RustaCUDA handles ownership by providing an owning Context struct and a non-owning UnownedContext. When the Context is dropped, the backing context is destroyed. The context could be current on other threads, though. In this case, the context is still destroyed, and attempts to access the context on other threads will fail with an error. This is (mostly) safe, if a bit inconvenient. It's only mostly safe because other threads could be accessing that context while the destructor is running on this thread, which could result in undefined behavior.

In short, Rust's thread-safety guarantees cannot fully protect use of the context management functions.

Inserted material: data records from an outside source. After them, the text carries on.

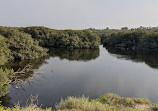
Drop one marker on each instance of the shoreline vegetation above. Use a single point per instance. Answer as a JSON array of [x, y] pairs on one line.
[[107, 102], [142, 39], [30, 43]]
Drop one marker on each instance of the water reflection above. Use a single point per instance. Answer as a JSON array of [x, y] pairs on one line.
[[150, 59], [65, 73]]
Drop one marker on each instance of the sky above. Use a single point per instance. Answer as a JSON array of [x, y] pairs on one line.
[[79, 14]]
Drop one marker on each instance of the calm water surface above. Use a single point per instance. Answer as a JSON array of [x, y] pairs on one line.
[[87, 72]]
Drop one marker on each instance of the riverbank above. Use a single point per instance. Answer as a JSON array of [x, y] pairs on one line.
[[108, 102]]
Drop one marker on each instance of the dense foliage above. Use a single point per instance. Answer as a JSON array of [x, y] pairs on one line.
[[4, 51], [4, 80], [63, 38], [29, 42], [141, 39]]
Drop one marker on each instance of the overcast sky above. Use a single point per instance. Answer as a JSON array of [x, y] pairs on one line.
[[79, 14]]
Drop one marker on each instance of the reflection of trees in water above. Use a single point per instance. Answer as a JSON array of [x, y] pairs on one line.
[[75, 54], [149, 59], [19, 65]]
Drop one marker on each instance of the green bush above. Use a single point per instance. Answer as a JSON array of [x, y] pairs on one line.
[[4, 80]]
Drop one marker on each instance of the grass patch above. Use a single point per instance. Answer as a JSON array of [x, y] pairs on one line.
[[108, 102]]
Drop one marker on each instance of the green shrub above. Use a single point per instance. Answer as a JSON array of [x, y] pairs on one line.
[[4, 78]]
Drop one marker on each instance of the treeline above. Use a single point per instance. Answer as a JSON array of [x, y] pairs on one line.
[[34, 42], [63, 38], [144, 40]]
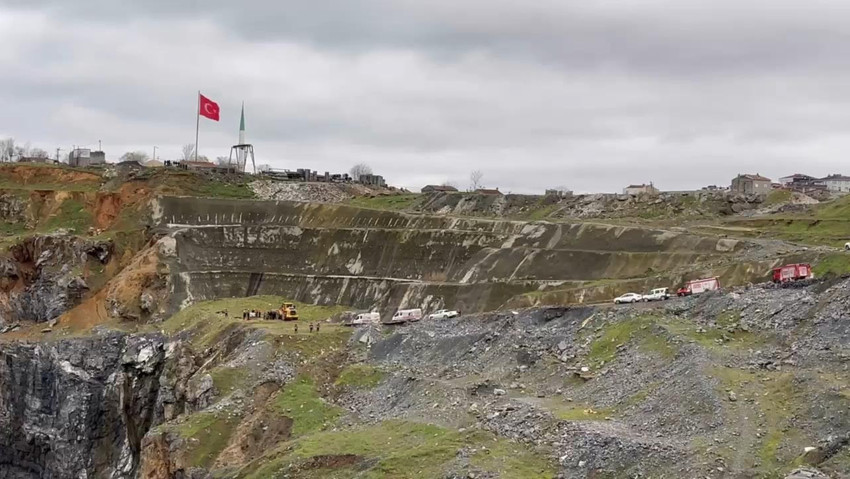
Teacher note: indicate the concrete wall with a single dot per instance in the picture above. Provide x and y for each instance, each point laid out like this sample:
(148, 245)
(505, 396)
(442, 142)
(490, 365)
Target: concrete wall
(336, 254)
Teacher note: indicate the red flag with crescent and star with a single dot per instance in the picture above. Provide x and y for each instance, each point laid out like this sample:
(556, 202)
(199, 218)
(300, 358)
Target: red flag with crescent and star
(209, 108)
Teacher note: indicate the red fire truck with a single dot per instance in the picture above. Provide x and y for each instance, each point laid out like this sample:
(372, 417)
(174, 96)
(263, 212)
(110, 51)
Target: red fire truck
(792, 272)
(698, 286)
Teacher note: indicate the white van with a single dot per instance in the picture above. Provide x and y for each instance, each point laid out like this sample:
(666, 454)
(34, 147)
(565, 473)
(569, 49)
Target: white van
(367, 318)
(405, 315)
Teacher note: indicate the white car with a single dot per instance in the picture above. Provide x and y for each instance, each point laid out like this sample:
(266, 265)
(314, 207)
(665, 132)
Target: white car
(628, 298)
(443, 314)
(657, 294)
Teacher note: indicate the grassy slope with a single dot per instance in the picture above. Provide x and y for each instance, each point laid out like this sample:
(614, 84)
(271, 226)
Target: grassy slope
(402, 449)
(388, 449)
(775, 397)
(389, 202)
(826, 224)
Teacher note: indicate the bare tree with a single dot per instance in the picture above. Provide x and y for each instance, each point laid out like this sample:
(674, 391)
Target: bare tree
(7, 150)
(139, 156)
(188, 152)
(360, 169)
(475, 179)
(22, 151)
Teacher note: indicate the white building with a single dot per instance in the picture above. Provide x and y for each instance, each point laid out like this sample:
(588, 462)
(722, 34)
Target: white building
(636, 190)
(837, 183)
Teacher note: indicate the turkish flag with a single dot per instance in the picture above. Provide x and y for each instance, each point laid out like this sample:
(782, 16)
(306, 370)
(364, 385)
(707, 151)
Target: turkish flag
(209, 108)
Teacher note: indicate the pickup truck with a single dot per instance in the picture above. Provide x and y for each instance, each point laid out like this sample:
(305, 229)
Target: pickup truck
(443, 314)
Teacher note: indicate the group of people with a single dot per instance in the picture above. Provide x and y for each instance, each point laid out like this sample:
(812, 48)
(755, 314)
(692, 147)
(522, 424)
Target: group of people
(255, 314)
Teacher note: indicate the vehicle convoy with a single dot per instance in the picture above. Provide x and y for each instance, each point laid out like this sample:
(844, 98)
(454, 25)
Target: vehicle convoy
(405, 315)
(628, 298)
(288, 312)
(792, 272)
(657, 294)
(367, 318)
(443, 314)
(698, 286)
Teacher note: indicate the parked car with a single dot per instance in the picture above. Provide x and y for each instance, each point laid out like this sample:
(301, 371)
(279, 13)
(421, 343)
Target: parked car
(698, 286)
(443, 314)
(657, 294)
(367, 318)
(628, 298)
(405, 315)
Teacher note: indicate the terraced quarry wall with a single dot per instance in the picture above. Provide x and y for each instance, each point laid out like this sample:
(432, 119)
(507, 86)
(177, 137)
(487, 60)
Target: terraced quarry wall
(336, 254)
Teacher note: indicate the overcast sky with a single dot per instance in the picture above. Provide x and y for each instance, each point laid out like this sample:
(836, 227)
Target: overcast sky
(592, 95)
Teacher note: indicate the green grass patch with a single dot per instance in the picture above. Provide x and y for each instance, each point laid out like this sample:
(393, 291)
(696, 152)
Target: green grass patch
(360, 376)
(171, 181)
(833, 265)
(385, 202)
(643, 329)
(301, 402)
(206, 323)
(208, 434)
(402, 449)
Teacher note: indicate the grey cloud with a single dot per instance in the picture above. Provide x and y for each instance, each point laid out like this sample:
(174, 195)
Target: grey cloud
(588, 94)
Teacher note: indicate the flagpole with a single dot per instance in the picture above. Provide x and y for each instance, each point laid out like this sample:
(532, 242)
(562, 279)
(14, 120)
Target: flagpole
(197, 123)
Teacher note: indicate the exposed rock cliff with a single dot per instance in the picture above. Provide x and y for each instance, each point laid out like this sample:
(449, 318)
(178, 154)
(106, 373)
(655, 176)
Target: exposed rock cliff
(78, 408)
(44, 276)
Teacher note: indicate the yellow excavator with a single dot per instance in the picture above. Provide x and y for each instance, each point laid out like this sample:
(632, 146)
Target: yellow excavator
(288, 312)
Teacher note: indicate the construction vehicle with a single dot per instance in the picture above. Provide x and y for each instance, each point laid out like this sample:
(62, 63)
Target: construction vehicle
(698, 286)
(792, 272)
(288, 312)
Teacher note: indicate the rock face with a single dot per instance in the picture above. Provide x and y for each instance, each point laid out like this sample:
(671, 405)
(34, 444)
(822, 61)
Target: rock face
(78, 408)
(43, 276)
(335, 254)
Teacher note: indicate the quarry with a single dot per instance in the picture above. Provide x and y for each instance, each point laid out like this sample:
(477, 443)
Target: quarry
(125, 353)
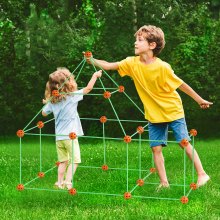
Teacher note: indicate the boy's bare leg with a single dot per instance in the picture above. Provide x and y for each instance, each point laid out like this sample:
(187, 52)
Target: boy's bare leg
(61, 171)
(203, 178)
(159, 162)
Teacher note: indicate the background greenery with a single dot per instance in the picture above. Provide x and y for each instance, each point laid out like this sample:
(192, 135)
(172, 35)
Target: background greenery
(38, 204)
(38, 36)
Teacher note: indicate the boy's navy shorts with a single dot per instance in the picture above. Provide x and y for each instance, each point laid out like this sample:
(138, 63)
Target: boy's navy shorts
(158, 132)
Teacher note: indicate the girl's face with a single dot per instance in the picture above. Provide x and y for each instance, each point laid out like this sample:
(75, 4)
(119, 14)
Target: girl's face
(73, 82)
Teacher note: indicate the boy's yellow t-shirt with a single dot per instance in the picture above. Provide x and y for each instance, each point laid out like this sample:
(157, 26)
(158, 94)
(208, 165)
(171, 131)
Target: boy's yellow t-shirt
(156, 85)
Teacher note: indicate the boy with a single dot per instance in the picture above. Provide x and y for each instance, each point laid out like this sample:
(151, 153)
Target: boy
(156, 85)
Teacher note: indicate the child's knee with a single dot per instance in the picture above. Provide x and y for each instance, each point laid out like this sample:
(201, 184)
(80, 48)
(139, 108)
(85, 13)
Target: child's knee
(156, 149)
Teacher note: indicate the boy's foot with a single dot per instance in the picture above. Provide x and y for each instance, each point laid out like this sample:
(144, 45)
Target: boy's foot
(68, 185)
(162, 186)
(202, 180)
(59, 185)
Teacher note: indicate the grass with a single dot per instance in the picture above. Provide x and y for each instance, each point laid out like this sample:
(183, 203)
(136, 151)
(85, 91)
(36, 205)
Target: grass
(204, 203)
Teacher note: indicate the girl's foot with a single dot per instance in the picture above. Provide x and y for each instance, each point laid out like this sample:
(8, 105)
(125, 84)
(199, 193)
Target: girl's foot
(162, 186)
(202, 180)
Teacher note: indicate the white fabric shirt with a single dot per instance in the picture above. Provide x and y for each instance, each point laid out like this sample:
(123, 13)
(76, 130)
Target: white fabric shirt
(66, 116)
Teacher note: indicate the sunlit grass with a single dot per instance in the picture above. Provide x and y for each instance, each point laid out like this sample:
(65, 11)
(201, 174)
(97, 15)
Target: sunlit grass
(90, 178)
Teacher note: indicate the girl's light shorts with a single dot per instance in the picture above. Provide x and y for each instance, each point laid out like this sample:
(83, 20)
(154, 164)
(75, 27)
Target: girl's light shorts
(64, 150)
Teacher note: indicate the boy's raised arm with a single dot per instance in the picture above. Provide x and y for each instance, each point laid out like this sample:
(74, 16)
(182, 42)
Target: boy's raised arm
(92, 81)
(105, 65)
(189, 91)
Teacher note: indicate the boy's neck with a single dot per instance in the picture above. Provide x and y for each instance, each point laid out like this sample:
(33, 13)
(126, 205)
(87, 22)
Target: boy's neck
(147, 58)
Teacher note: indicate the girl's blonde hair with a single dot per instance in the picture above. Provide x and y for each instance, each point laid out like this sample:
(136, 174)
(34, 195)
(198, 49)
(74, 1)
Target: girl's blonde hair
(152, 34)
(61, 80)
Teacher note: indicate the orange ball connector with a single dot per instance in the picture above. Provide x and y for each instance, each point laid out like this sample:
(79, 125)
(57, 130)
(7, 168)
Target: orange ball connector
(121, 88)
(41, 174)
(58, 163)
(140, 182)
(103, 119)
(107, 95)
(193, 132)
(193, 186)
(127, 139)
(72, 135)
(20, 133)
(20, 187)
(184, 199)
(55, 93)
(184, 142)
(127, 195)
(88, 54)
(40, 124)
(72, 191)
(153, 170)
(140, 129)
(104, 167)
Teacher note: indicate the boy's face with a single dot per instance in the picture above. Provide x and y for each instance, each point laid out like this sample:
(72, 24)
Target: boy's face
(141, 45)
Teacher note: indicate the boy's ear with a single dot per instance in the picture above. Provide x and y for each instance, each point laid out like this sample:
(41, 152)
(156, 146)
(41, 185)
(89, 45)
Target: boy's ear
(152, 45)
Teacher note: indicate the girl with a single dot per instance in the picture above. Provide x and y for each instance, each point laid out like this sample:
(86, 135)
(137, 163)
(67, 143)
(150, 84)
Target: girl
(64, 108)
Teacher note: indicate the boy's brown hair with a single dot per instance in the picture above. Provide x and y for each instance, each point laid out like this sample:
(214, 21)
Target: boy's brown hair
(61, 80)
(152, 34)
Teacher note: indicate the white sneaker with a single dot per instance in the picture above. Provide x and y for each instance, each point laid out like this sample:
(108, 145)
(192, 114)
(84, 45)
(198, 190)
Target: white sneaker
(203, 181)
(59, 185)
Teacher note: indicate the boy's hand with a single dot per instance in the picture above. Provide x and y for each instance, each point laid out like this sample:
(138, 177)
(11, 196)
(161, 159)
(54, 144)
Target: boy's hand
(88, 59)
(98, 74)
(205, 104)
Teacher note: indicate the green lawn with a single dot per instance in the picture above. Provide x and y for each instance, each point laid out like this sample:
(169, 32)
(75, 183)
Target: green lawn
(36, 203)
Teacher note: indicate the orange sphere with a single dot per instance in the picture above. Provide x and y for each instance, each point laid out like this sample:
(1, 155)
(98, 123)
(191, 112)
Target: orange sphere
(127, 195)
(107, 95)
(121, 88)
(20, 187)
(55, 93)
(103, 119)
(104, 167)
(127, 139)
(72, 191)
(193, 132)
(88, 54)
(184, 142)
(153, 170)
(40, 124)
(20, 133)
(57, 163)
(140, 129)
(41, 174)
(72, 135)
(193, 186)
(140, 182)
(184, 199)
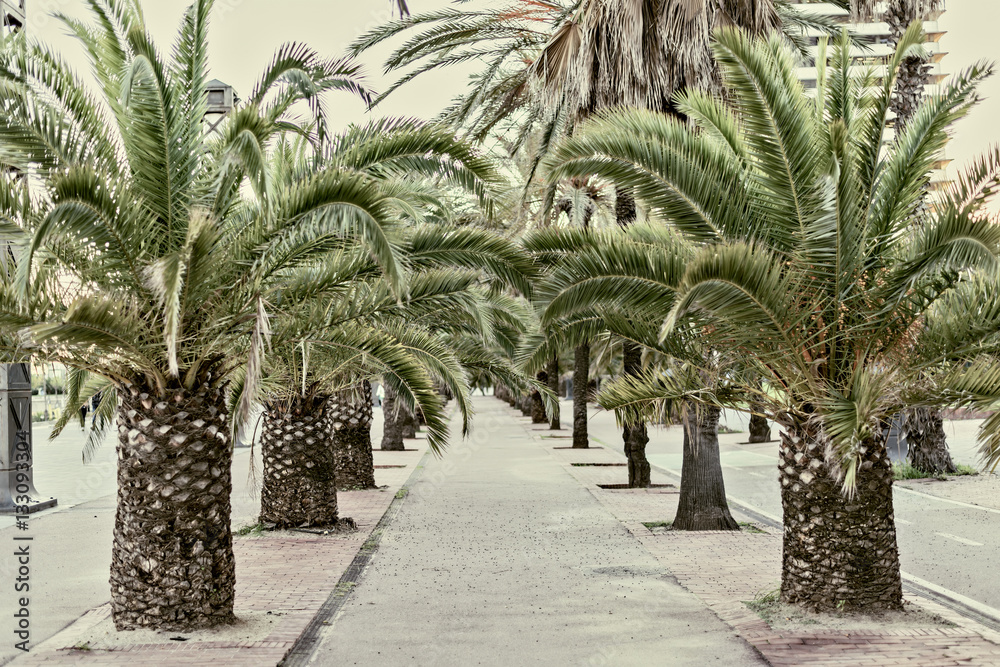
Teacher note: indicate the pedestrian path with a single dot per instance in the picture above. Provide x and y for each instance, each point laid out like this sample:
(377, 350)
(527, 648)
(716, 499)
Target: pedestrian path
(499, 556)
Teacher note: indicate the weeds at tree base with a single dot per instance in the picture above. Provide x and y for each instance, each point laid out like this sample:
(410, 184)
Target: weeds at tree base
(253, 530)
(663, 526)
(902, 471)
(766, 604)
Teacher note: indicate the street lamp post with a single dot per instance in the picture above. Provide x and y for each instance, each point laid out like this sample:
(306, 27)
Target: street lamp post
(220, 101)
(17, 486)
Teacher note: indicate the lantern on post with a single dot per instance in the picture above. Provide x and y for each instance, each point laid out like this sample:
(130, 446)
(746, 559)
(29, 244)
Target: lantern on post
(220, 101)
(13, 14)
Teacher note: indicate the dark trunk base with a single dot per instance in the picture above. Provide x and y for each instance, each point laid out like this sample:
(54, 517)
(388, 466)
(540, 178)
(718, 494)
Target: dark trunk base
(392, 431)
(537, 405)
(927, 441)
(581, 378)
(553, 377)
(702, 504)
(760, 430)
(635, 436)
(839, 552)
(299, 488)
(351, 421)
(172, 565)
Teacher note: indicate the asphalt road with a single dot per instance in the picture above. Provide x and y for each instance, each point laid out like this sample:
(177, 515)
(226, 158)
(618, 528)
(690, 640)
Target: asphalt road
(951, 543)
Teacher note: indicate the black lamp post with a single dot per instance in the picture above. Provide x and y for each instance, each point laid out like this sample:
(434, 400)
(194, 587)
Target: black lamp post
(17, 486)
(221, 100)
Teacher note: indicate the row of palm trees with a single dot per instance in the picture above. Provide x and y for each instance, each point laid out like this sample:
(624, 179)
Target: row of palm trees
(801, 273)
(189, 277)
(768, 251)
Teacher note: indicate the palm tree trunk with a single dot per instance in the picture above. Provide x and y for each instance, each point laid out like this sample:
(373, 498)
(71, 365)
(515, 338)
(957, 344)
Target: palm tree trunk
(914, 70)
(351, 421)
(553, 373)
(928, 446)
(928, 443)
(760, 430)
(526, 405)
(581, 378)
(408, 422)
(702, 504)
(537, 405)
(392, 431)
(839, 552)
(299, 487)
(172, 565)
(634, 435)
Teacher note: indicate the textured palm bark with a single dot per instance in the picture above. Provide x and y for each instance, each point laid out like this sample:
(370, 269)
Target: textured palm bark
(760, 429)
(928, 445)
(839, 552)
(537, 405)
(392, 431)
(526, 404)
(581, 378)
(702, 504)
(407, 422)
(913, 71)
(552, 372)
(172, 565)
(351, 423)
(299, 489)
(635, 436)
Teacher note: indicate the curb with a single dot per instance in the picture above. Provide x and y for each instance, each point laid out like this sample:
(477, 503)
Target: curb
(304, 646)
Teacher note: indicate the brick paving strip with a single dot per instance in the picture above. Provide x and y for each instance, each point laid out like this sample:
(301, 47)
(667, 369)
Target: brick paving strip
(724, 569)
(291, 574)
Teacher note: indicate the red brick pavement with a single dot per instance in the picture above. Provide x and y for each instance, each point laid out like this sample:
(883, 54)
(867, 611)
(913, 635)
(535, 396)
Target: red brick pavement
(724, 569)
(289, 573)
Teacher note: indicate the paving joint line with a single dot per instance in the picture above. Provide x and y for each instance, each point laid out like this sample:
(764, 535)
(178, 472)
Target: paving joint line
(303, 648)
(966, 607)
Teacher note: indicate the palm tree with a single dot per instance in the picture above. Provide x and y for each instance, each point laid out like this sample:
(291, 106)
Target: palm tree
(587, 55)
(603, 285)
(819, 267)
(922, 427)
(158, 273)
(403, 155)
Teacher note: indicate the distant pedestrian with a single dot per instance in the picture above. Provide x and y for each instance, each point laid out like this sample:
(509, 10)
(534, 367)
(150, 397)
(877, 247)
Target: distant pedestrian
(95, 402)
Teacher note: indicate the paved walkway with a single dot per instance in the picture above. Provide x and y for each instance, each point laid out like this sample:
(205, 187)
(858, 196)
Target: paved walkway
(500, 557)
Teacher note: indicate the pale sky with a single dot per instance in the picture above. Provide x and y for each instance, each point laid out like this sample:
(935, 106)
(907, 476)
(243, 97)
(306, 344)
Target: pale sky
(245, 34)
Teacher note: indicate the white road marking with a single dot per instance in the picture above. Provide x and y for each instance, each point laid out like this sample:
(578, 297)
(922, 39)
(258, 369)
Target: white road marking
(960, 540)
(903, 489)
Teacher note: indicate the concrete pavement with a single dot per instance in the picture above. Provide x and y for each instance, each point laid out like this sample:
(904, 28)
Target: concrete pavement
(499, 556)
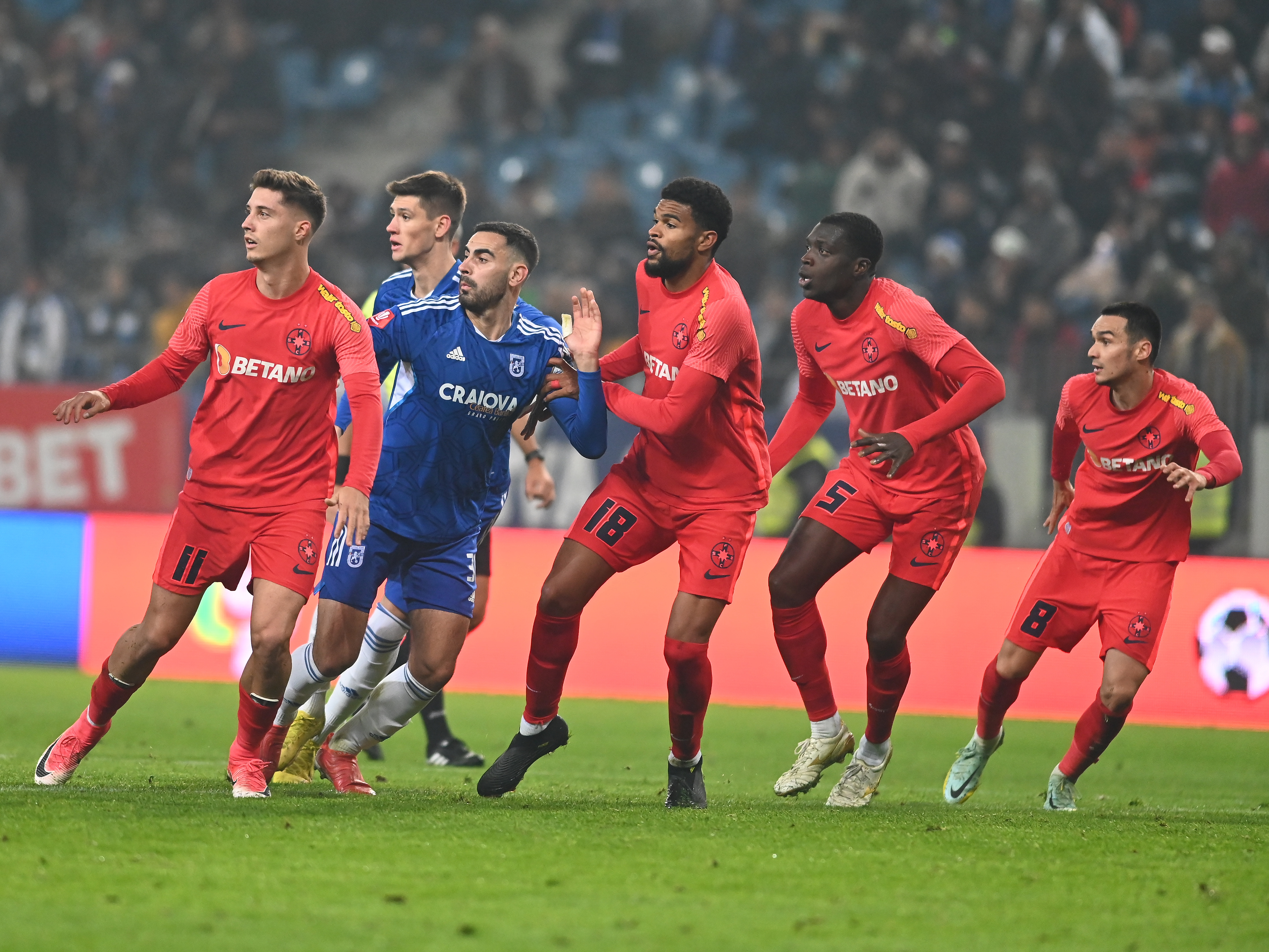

The programmer must ensure that no other OS threads are using the Context when it is dropped.

Examples

For most commmon uses (one device, one OS thread) it should suffice to create a single context:

use rustacuda::device::Device;
use rustacuda::context::{Context, ContextFlags};

rustacuda::init(rustacuda::CudaFlags::empty())?;
let device = Device::get_device(0)?;
let context = Context::create_and_push(ContextFlags::MAP_HOST | ContextFlags::SCHED_AUTO, device)?;
// call RustaCUDA functions which use the context

// The context will be destroyed when dropped or it falls out of scope.
drop(context);

If you have multiple OS threads that each submit work to the same device, you can get a handle to the single context and pass it to each thread.

// As before
let context =
    Context::create_and_push(ContextFlags::MAP_HOST | ContextFlags::SCHED_AUTO, device)?;
let mut join_handles = vec![];

for _ in 0..4 {
    let unowned = context.get_unowned();
    let join_handle = std::thread::spawn(move || {
        CurrentContext::set_current(&unowned).unwrap();
        // Call RustaCUDA functions which use the context
    });
    join_handles.push(join_handle);
}
// We must ensure that the other threads are not using the context when it's destroyed.
for handle in join_handles {
    handle.join().unwrap();
}
// Now it's safe to drop the context.
drop(context);

If you have multiple devices, each device needs its own context.

// Create and pop contexts for each device
let mut contexts = vec![];
for device in Device::devices()? {
    let device = device?;
    let ctx =
        Context::create_and_push(ContextFlags::MAP_HOST | ContextFlags::SCHED_AUTO, device)?;
    ContextStack::pop()?;
    contexts.push(ctx);
}
CurrentContext::set_current(&contexts[0])?;

// Call RustaCUDA functions which will use the context

Structs

Context

Owned handle to a CUDA context.

ContextFlags

Bit flags for initializing the CUDA context.

ContextStack

Type used to represent the thread-local context stack.

CurrentContext

Type representing the top context in the thread-local stack.

StreamPriorityRange

Struct representing a range of stream priorities.

UnownedContext

Non-owning handle to a CUDA context.

Enums

CacheConfig

This enumeration represents configuration settings for devices which share hardware resources between L1 cache and shared memory.

ResourceLimit

This enumeration represents the limited resources which can be accessed through CurrentContext::get_resource_limit and CurrentContext::set_resource_limit.

SharedMemoryConfig

This enumeration represents the options for configuring the shared memory bank size.

Traits

ContextHandle

Sealed trait for Context and UnownedContext. Not intended for use outside of RustaCUDA.